All faiths are losing young people at a record rate Could you comment on Mark Gray’s article in OSV Newsweekly” Young people are leaving the faith. Here's why”?
   
Mary:







 

Mark Gray makes some interesting points in his article, particularly concerning the inability of young people to discern the difference between what the Catholic Church teaches (re: for instance, faith and science) and what other Christian denominations teach. I think general knowledge about religion and connection with faith at all is lacking.
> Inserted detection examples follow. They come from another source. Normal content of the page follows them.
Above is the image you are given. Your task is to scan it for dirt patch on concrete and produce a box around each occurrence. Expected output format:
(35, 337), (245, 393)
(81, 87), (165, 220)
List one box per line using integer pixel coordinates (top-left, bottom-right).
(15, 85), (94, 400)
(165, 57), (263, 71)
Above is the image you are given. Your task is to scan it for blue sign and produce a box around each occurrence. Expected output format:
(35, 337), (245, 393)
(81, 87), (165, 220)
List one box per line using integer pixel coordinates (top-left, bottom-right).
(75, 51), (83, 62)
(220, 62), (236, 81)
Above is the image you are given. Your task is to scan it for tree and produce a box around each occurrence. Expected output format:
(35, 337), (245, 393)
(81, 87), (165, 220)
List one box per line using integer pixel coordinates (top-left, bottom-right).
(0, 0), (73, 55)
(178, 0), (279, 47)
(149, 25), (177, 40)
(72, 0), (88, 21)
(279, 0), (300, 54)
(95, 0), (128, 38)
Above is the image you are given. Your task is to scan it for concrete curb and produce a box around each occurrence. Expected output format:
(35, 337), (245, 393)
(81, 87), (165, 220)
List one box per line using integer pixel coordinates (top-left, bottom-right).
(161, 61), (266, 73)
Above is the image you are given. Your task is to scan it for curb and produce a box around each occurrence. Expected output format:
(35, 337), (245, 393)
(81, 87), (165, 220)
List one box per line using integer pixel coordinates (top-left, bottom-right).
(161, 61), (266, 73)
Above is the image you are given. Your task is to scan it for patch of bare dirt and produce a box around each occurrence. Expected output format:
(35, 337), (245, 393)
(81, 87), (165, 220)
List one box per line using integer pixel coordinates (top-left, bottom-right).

They are exposed more and more to different faith traditions and no faith and are hard pressed to articulate why or even what they believe.  But truthfully, in my encounter with college students for the last 35 years, the supposed conflict with faith and science and the inability to articulate the hope of their faith are not the principle reasons they leave. These students have been taught from birth that we are all equal, that no one should be left out, that everyone and everything has value. Consequently when they hear that their gay friends are “intrinsically disordered,” that women are not to be admitted to ordination, that Catholicism is better or contains the fullness of the truth more than any other faith, it strikes them as inherently unfair and inconsistent with the values we have given them. They have a hard time reconciling what the church teaches (and sometimes the way the church teaches it) with the societal value that no one person is better than another (and, consequently, that no one’s truth is better than another one’s truth). The other thing they have a hard time with is that the Church moves very slowly. In a world in which we are impatient when the microwave is taking a long time, the movement of a global church (and the recognition that America is a very small percentage of the Catholics in the world and doesn’t get to dictate where the world church should go next)) seems glacial.

   

Gordon:

You are also a popular speaker at many Chicago area venues. Could you share with our readers the titles of your recant presentations and where you presented them?
   
Mary:







 

I present mainly at parishes and retreats. The three most common areas in which people ask me to present are scripture, prayer, and my books Here is a list of most recent titles:

  • “Remembering God” at St. Anne’s Church, Barrington (I did a presentation on Mothers, Lovers…the year before)
  • Wine, Chocolate, and God: Being Guests In Our Own House” – A Deacon’s Wives Retreat
  • Celtic Spirituality” St. Raymond Church, Mount Prospect
  • Interfaith Panel on Religion, Sex, and Sexuality” SHAPE student group at Northwestern University
  • “Encountering the Living Christ” Parish Leadership Day, Archdiocese of Chicago
  • Let There be Peace on Earth”  Soul Space Women’s Interfaith Retreat
   

Gordon:

Sheil Catholic Center is an exceptional and valuable resource, and your and your colleagues leadership is a blessing for all of us. Thank you for taking time for this interview.